The bargee would attend to the lock gates and horse while his wife worked the graceful tiller, dressed in black – queen of all she surveyed. I was told that early on women wore light colours but changed to black out of respect after the death of Queen Victoria.

The Old Warwick Road, not sealed with tar, consisted of stone and mud, carefully rolled flat by a lovely steam roller. In dry weather the odd car would throw up clouds of dust; we always had to stand still while they passed because they were very dangerous. In the early 20s the road was tarmaced: horse-drawn tarpots were heated by coke to melt the tar, which was ladled by hand into watering cans for spraying, after which stone chippings were rolled in by the steam roller. There was no paved or tarmaced footpath – just a path worn into the grass on the side of the road.

The Great War moved things on more quickly; I remember a Zeppelin flying over one night; it had dropped a bomb locally. Aeroplanes were by now well developed, but it was still an occasion to run out of the house to see one pass over.
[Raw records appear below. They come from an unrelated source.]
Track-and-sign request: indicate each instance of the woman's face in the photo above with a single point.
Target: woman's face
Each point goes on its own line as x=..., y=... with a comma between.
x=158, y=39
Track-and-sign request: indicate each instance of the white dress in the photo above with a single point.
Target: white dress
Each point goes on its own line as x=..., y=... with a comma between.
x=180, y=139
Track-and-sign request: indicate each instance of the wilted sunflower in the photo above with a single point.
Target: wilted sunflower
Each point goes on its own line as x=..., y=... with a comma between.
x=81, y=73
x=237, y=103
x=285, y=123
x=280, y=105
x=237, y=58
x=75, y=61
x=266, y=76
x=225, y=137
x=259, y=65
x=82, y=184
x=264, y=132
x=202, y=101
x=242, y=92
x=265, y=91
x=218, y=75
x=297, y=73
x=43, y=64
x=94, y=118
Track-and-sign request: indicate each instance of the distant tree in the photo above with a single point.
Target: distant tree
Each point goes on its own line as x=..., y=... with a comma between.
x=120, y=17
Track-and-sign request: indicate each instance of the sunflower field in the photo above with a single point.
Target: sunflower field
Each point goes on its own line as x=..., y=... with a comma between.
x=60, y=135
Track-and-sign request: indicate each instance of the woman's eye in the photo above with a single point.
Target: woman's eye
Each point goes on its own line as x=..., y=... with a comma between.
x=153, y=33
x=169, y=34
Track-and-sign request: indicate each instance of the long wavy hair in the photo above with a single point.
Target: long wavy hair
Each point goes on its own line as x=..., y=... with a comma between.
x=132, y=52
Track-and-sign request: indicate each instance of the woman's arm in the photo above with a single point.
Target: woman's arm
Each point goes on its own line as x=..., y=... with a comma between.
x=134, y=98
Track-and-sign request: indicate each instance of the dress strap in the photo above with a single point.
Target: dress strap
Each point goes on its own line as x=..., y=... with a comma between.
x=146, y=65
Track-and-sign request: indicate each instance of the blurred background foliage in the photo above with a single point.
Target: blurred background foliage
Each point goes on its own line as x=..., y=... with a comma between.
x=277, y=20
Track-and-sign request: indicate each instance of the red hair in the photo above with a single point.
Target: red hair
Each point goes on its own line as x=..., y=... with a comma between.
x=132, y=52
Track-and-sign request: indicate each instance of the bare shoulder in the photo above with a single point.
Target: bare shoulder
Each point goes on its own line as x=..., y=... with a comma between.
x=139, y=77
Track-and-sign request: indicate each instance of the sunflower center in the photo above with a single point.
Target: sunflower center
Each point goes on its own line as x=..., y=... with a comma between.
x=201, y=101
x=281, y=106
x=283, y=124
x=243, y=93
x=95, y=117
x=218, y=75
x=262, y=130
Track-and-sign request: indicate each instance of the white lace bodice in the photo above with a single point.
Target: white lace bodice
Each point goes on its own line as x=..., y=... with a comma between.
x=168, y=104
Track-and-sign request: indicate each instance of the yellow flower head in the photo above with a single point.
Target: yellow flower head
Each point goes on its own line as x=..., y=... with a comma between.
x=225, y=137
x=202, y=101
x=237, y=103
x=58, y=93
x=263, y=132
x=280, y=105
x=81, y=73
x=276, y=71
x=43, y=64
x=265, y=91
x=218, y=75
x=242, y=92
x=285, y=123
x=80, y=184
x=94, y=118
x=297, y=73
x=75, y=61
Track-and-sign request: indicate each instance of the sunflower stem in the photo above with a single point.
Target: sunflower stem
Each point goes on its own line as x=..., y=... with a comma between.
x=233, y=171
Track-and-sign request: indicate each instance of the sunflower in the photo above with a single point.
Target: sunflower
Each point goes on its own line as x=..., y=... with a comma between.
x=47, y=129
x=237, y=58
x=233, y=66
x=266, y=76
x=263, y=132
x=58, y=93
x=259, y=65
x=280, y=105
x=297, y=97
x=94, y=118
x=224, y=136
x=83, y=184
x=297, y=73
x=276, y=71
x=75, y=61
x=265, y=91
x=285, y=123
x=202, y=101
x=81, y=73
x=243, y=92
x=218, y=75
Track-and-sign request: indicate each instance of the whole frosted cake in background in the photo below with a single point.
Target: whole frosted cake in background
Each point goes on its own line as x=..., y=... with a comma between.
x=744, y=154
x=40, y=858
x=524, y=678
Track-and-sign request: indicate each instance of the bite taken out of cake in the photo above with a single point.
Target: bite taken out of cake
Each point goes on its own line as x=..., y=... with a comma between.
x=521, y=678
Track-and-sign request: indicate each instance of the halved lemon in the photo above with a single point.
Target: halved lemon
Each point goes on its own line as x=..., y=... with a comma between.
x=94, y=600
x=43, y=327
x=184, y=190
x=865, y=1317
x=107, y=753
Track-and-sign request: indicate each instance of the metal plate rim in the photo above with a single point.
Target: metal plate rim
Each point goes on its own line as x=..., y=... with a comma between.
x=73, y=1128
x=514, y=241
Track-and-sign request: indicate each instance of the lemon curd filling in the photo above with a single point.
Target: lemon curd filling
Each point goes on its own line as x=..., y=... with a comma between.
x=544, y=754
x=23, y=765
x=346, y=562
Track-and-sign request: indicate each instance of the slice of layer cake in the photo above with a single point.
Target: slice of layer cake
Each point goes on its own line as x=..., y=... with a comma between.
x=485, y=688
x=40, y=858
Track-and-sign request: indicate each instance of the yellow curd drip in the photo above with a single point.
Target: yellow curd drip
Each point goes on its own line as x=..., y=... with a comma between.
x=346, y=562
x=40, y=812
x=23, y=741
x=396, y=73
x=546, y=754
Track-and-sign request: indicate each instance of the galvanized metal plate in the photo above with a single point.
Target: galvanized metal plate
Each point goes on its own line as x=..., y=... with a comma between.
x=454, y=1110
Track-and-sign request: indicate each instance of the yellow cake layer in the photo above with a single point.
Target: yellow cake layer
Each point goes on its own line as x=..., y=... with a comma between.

There was no street lighting; we didn’t need it until after the last war. Children from Kingswood could walk up to school near the church, a mile and a half, by themselves, quite safely. Girls off the train from the King’s High School in Warwick could ride their bikes home to Rowington, Lowsonford or Chadwick End, with just the old oil lamp on their bike and no-one worried about them.

Electric light came in the 1930s; some houses had electric generators (the doctor’s house at The Mount had an acetylene gas generating plant in an outhouse). Before that lighting was by oil lamps or candles.